Mit "die" hatte Bray wohl Spike mit eingeschlossen. Ich nickte nur.

4. Kapitel

Geschwisterliebe

Ebony lehnt sich im Stuhl zurück. Der Rücken tut ihr weh vom schreiben. Sie ist heute recht früh aufgestanden, da Power und Chaos ihr keine Ruhe gelassen hatten. Zoot hat mal wieder keinen Finger gerührt, er würde wahrscheinlich jetzt noch schlafen. Spike und seine Mannschaft sind schon lange auf. Wenigstens ist jemand da der dann auf die Kinder aufpassen kann, Spike weiß ja was ihm droht wenn er seine aufsichtspflicht verletzt. Es klopft zaghaft an der Tür und Zoot tritt ein.

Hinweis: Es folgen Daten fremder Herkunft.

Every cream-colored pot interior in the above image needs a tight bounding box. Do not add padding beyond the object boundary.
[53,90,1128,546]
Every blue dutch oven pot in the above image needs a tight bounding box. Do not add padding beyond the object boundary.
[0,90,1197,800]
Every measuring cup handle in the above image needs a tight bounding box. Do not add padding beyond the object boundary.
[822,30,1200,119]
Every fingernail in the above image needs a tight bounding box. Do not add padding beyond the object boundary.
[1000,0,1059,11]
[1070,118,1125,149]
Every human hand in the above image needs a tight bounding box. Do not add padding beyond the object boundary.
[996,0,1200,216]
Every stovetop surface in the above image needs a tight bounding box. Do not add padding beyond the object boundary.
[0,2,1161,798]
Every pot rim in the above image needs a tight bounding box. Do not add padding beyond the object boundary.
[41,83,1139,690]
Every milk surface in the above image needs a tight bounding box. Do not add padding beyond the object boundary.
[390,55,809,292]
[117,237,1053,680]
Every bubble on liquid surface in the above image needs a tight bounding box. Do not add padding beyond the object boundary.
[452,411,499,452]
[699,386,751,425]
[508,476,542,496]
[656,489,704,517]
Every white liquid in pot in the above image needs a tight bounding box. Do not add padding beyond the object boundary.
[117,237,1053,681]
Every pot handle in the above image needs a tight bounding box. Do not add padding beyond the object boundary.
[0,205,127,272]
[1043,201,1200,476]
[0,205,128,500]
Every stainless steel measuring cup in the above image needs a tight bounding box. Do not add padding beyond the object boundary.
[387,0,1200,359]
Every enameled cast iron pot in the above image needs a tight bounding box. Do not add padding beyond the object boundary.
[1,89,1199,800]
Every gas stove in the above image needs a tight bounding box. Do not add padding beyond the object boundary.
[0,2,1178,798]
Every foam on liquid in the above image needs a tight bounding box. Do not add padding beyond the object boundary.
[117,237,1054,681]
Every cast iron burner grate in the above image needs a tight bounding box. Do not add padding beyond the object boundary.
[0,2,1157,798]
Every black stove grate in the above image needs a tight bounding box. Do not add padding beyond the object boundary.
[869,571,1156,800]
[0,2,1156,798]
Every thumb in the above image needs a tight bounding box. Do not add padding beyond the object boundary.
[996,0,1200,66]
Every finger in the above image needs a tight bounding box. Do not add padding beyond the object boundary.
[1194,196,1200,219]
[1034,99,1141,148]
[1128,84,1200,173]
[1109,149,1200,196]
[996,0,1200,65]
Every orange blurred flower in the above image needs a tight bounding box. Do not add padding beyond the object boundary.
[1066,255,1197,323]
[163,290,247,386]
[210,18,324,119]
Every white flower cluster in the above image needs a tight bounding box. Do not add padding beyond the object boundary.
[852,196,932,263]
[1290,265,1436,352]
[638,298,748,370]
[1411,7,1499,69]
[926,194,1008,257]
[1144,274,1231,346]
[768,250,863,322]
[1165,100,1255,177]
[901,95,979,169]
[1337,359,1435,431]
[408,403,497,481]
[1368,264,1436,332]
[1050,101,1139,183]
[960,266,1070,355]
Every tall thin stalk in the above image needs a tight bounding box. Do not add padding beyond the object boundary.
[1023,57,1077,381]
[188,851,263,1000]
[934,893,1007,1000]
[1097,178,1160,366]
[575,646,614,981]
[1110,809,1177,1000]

"Du bist ja schon wach"sagt er überrascht. Ebony rollt genervt mit den Augen. Das war wirklich sehr lustig...
"Nein, ich schlafe noch!"
"Gut" fährt Zoot fort als hätte er ihre Antwort nicht gehört. "Dann kannst du deinen Kids ja mal futter machen, du weißt ja das ich damit meine Probleme habe" Ebony glaubt ihm das nicht so ganz, steht aber trotzdem auf um zu tun was Zoot verlangt.
"Naja... meinst du nicht das zwei Kinder nicht etwas viel sind für dich?" fragt er zaghaft hinter ihr her gehend. Ebony zuckt mit den Schultern.

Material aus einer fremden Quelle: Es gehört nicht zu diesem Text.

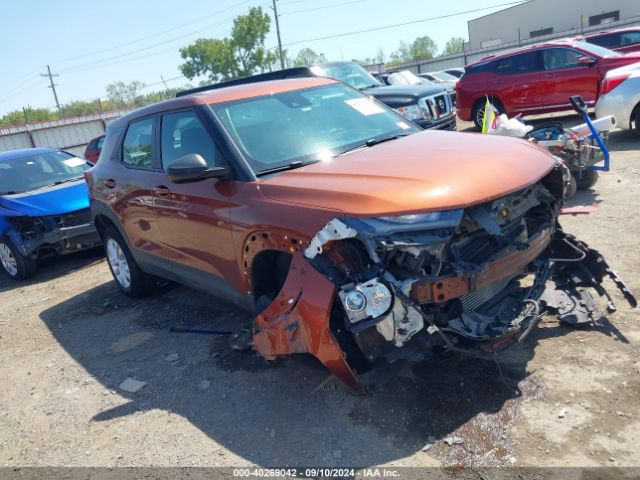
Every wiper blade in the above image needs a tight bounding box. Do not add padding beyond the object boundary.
[0,191,19,195]
[338,133,411,156]
[256,160,318,177]
[53,176,84,186]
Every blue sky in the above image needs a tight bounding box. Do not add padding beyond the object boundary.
[0,0,519,115]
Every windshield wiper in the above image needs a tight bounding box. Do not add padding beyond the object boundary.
[337,133,412,156]
[256,160,318,177]
[28,176,84,192]
[0,191,19,195]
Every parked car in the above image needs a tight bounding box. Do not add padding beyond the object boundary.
[585,28,640,54]
[182,61,457,131]
[456,39,640,129]
[418,71,460,83]
[84,133,105,164]
[443,68,465,78]
[385,70,457,110]
[0,148,101,279]
[86,77,635,389]
[595,63,640,135]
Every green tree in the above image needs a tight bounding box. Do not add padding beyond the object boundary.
[106,81,145,107]
[293,48,327,66]
[388,36,437,66]
[443,37,465,55]
[179,7,275,82]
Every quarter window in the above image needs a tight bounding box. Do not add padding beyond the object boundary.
[122,118,154,168]
[161,111,219,168]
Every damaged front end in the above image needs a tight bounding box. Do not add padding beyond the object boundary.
[4,208,101,260]
[253,164,636,390]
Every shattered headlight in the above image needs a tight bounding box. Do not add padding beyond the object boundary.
[339,279,393,324]
[395,104,423,121]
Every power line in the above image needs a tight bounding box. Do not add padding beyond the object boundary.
[54,0,257,65]
[40,65,61,114]
[280,0,366,16]
[282,1,528,47]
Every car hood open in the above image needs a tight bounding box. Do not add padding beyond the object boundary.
[0,181,90,217]
[259,130,556,216]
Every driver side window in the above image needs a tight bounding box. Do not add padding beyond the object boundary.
[161,111,220,168]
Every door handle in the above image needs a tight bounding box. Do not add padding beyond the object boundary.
[103,179,116,189]
[153,185,171,198]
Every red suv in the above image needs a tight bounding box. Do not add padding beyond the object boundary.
[585,28,640,54]
[457,40,640,129]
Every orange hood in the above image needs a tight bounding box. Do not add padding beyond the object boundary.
[259,130,556,216]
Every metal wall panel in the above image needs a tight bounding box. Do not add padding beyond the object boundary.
[0,133,33,152]
[32,120,104,149]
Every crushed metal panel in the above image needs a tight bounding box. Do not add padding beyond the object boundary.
[304,218,358,259]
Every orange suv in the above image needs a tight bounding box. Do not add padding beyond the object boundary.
[86,77,635,390]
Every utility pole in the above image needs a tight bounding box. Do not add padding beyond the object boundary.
[41,65,61,114]
[271,0,285,69]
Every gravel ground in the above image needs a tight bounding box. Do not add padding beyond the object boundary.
[0,115,638,474]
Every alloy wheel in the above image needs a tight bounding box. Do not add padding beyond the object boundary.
[106,238,131,289]
[0,243,18,277]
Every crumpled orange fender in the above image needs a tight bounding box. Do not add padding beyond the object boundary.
[252,252,362,392]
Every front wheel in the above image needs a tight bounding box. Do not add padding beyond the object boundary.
[0,238,37,280]
[103,226,154,297]
[576,170,599,190]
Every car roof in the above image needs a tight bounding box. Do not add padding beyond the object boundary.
[113,77,337,129]
[0,147,59,161]
[467,39,585,67]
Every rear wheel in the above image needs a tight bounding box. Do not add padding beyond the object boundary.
[472,98,504,131]
[103,226,154,297]
[576,170,599,190]
[0,238,37,280]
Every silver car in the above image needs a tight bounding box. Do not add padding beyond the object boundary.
[595,62,640,136]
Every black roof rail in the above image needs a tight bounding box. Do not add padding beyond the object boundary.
[176,67,316,97]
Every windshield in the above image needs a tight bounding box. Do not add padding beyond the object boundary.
[387,71,424,86]
[431,71,458,82]
[310,63,382,90]
[0,150,89,195]
[212,83,420,175]
[574,41,622,58]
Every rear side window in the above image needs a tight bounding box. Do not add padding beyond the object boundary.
[122,118,154,168]
[589,33,621,49]
[542,48,586,70]
[494,52,540,74]
[160,111,219,168]
[621,31,640,46]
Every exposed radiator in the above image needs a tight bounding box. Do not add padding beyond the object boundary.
[460,273,518,312]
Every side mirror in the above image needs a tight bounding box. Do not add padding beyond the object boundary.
[166,153,229,183]
[578,56,596,67]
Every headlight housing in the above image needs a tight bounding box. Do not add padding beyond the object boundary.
[395,104,423,121]
[343,210,463,235]
[339,279,393,324]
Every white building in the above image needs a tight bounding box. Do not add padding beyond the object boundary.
[468,0,640,50]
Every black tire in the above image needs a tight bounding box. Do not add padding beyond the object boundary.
[566,174,578,198]
[576,170,599,190]
[102,226,154,297]
[0,237,37,280]
[472,98,503,131]
[635,108,640,137]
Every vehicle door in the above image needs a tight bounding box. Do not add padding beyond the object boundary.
[540,47,598,108]
[490,51,544,113]
[112,116,167,257]
[152,108,236,280]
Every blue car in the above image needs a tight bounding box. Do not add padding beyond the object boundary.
[0,148,102,280]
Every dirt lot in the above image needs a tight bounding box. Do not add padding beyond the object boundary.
[0,116,638,474]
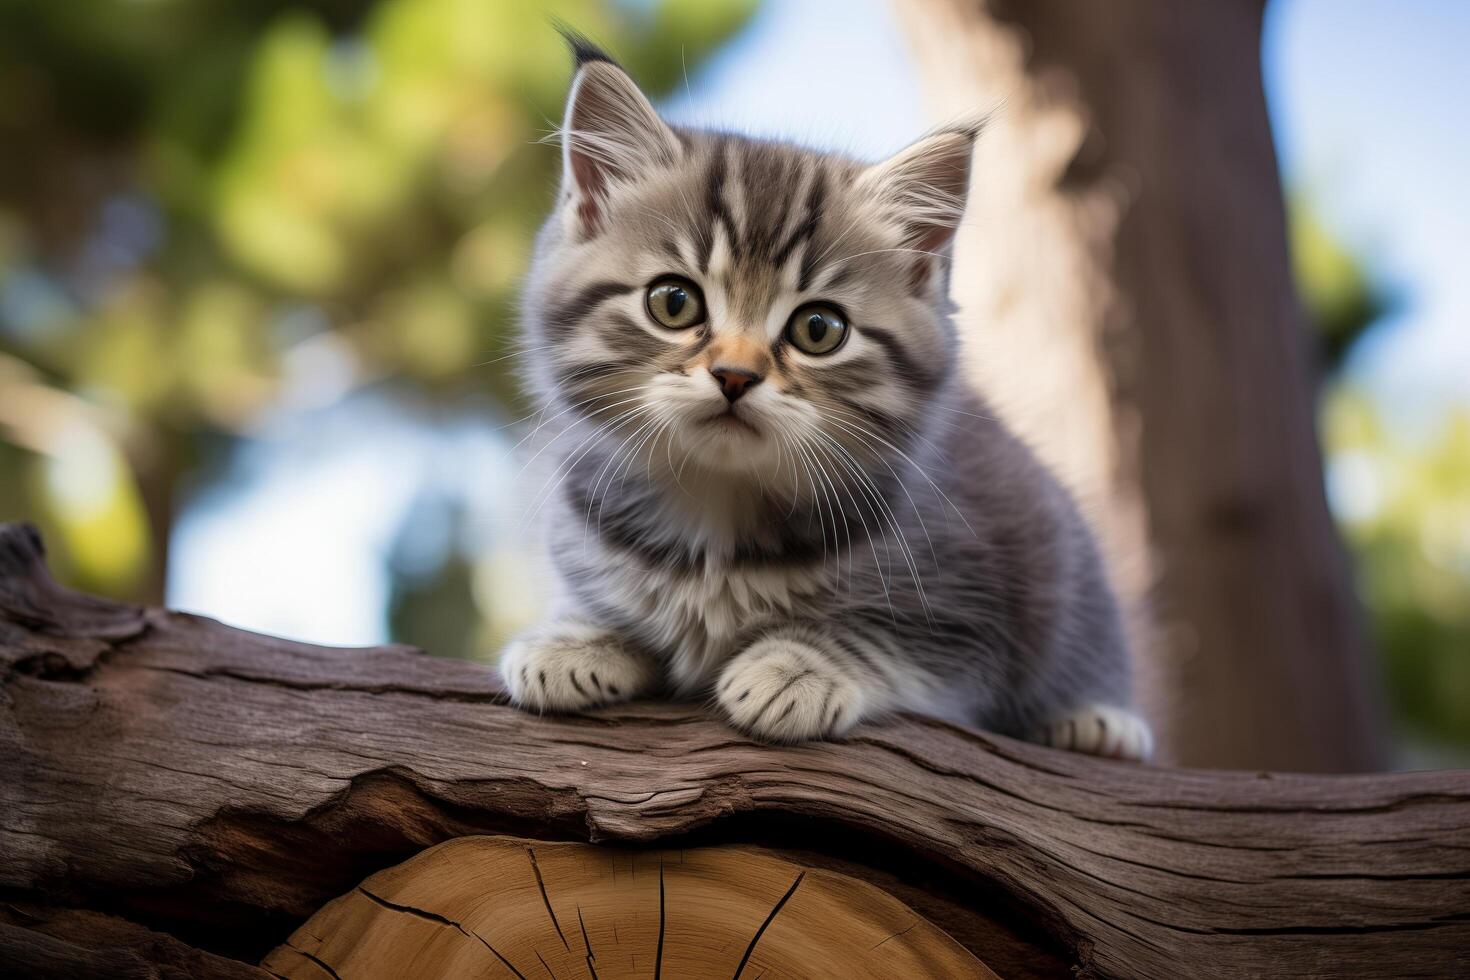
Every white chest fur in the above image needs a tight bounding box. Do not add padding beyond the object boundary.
[568,535,829,693]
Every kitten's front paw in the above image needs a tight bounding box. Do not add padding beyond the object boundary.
[1036,703,1154,762]
[499,623,656,712]
[716,637,868,743]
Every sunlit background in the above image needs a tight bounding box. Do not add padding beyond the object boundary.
[1,0,1466,765]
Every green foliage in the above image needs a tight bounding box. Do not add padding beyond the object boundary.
[1287,195,1470,757]
[1287,194,1394,374]
[0,0,755,600]
[1325,395,1470,753]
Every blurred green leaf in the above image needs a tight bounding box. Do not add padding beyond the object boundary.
[1324,393,1470,751]
[1288,194,1395,373]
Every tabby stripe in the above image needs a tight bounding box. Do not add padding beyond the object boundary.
[602,312,671,358]
[701,142,739,271]
[775,170,826,288]
[840,400,909,439]
[546,281,637,329]
[567,467,826,572]
[565,479,699,570]
[826,630,886,682]
[747,153,798,263]
[822,264,857,290]
[859,325,939,389]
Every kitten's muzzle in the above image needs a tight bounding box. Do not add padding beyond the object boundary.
[709,365,763,403]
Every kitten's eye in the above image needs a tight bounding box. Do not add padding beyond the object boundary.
[785,303,848,355]
[645,277,705,329]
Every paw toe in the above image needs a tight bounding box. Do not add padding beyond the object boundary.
[717,641,864,743]
[1037,704,1153,762]
[499,627,652,712]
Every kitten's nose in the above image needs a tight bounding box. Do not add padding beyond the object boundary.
[709,365,762,403]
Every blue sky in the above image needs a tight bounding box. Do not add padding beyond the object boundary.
[660,0,921,160]
[1266,0,1470,424]
[170,0,1469,644]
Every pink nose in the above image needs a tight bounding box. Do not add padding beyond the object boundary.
[709,366,763,402]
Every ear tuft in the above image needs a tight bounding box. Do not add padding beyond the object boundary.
[860,123,982,255]
[557,36,679,236]
[555,24,617,70]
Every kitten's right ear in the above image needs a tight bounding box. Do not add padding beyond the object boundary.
[857,122,981,291]
[858,124,979,254]
[558,35,679,235]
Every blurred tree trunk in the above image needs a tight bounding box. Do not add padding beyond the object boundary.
[891,0,1383,769]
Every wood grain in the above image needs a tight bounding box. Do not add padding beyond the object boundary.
[2,523,1467,978]
[261,836,996,979]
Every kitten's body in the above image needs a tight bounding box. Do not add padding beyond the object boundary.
[534,380,1126,736]
[501,42,1152,759]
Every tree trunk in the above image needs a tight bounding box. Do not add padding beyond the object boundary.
[890,0,1383,770]
[1,523,1465,979]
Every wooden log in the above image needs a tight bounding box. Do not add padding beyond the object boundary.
[261,836,998,978]
[1,522,1466,978]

"Nicht unbedingt, nur zwei Kinder und EIN Mann sind zuviel für mich!" meint sie geistesabwesend. Zoot bleibt erschrocken stehen. Immer das selbe. Er darf ständig ihre schlechte Laune ausbaden.
"Naja, was mich nicht umhaut, macht mich nur noch stärker!" ruft Ebony ihm achselzuckend zu.

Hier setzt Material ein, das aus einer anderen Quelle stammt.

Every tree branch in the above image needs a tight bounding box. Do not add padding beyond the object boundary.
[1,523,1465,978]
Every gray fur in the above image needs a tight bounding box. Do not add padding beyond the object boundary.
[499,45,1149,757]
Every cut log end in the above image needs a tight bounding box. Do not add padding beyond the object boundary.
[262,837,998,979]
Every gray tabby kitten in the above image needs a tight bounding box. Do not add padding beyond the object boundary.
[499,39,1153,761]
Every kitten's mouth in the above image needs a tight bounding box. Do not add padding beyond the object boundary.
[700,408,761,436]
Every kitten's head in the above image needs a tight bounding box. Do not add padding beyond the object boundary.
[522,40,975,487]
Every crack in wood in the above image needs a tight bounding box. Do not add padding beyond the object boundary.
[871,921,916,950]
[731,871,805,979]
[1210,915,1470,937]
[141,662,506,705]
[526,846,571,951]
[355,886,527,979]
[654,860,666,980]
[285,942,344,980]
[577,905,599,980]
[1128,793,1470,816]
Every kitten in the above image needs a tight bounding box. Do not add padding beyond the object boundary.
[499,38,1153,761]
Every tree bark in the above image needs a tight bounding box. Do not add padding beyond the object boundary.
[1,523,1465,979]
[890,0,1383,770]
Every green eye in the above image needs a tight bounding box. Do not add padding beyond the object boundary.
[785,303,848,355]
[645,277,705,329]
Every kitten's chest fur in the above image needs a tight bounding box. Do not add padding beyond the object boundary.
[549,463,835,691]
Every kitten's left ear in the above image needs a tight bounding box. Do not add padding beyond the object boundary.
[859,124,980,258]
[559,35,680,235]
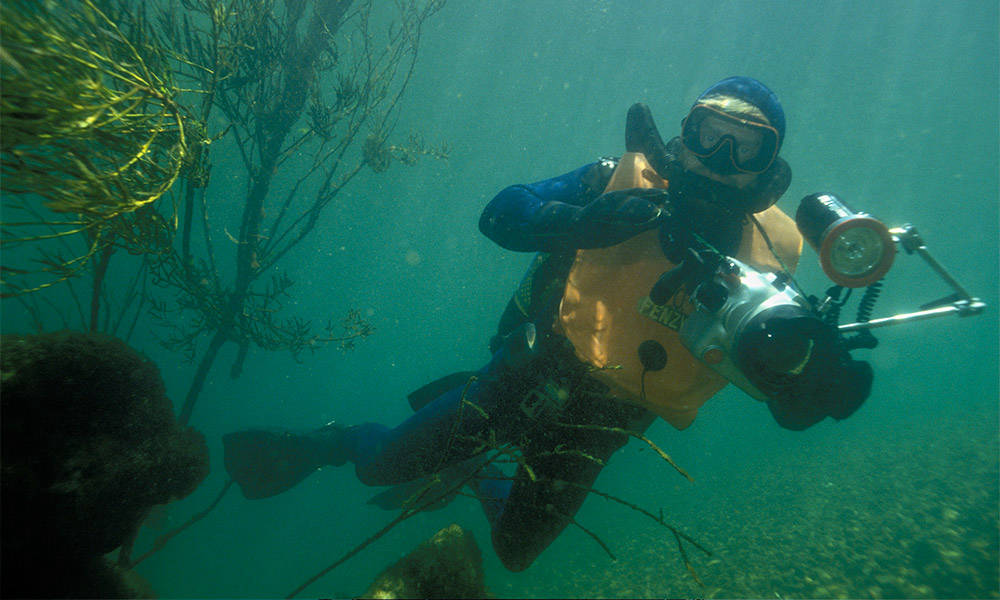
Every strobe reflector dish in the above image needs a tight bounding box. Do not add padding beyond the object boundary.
[795,193,895,288]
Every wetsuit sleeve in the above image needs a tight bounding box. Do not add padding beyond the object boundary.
[479,161,616,252]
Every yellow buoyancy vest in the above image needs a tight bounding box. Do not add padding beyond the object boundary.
[554,152,803,429]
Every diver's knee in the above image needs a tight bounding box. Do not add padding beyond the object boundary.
[491,529,538,572]
[354,462,386,487]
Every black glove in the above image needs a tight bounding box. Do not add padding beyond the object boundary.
[765,353,873,430]
[564,187,667,249]
[658,186,746,260]
[737,307,874,430]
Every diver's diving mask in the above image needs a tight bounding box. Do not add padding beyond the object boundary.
[681,104,780,175]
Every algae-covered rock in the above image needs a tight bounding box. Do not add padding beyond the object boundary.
[1,331,209,598]
[362,524,490,599]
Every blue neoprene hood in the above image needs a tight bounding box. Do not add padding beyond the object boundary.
[696,76,786,151]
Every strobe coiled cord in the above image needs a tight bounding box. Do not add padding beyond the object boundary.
[856,280,883,323]
[815,283,880,351]
[845,281,882,350]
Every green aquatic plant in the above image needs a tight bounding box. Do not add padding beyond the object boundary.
[3,0,447,570]
[0,0,204,331]
[2,0,447,420]
[142,0,448,425]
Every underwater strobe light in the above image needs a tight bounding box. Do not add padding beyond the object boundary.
[795,193,895,288]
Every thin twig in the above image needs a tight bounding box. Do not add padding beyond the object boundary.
[285,451,485,599]
[555,422,694,482]
[127,478,235,568]
[546,504,616,561]
[566,482,711,557]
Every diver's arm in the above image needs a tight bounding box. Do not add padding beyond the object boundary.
[480,160,666,252]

Mir war nicht danach rauszugehen, so wie Martin, ich wollte einfach nur meine Ruhe haben. Ich war so in der Art wie meine Mum. Möglichst entspannd und launig. Meine Mum hatte immer gesagt: "Es war so, es ist so und es wird auch immer so sein!" Sie hatte alles hingenommen, außer die Trennung von Dad. Das hatte sie nicht verschmerzt und im Grunde war sie eher durch die Trennung gestorben als durch den Virus. Mein Dad war ein netter Mensch gewesen, allerdings war er anders als Mum. Im Gegensatz zu ihr hatte er nicht alles akzeptiert, er wollte immer den Grund wissen. Einmal hatte er mich gefragt: "Glaubst du das die Sonne morgen früh aufgeht?" Ich hatte rasch mit "natürlich" geantwortet, zu rasch. "Warum?" fragte er mich. "Nun ja, das tut sie doch jeden Morgen!" "Aber wieso?". Er machte mich mit seinen warums ganz verwirrt und ich wusste bald auf die einfachsten Fragen keine Antwort, weil ich wusste das die Dinge die so leicht zu erklären schienen, einfach nicht richtig beantwortet waren. Warum sehen wir im Dunkeln keine Farben? Warum ändert sich die Farbe des Laubs im Herbst? Wo kommen die Berge her? Und so ging es weiter und weiter. Ich merkte bald das ich niemals wie er werden wollte, also hielt ich mich an meine Mum und fragte nicht nach dem Warum sondern nahm die Dinge hin wie sie waren. Als ich in diesem Moment über meine Familie nachdachte, wurde ich tatsächlich ein wenig traurig. Als der Virus Ausbrach hatte ich es hingenommen und keine Zeit mit Trauern verbracht, obwohl ich meine Eltern dennoch vermisste. Aber es hatte keinen Sinn jetzt über sowas nachzudenken. Es gab besseres was man tun konnte, zum Beispiel einen neuen Essensvorrat besorgen. Als ich mich dafür vorbereitet hatte und grade aus dem Haus gehen wollte kam just in dem Moment Martin mit Spike im Schlepptau herein.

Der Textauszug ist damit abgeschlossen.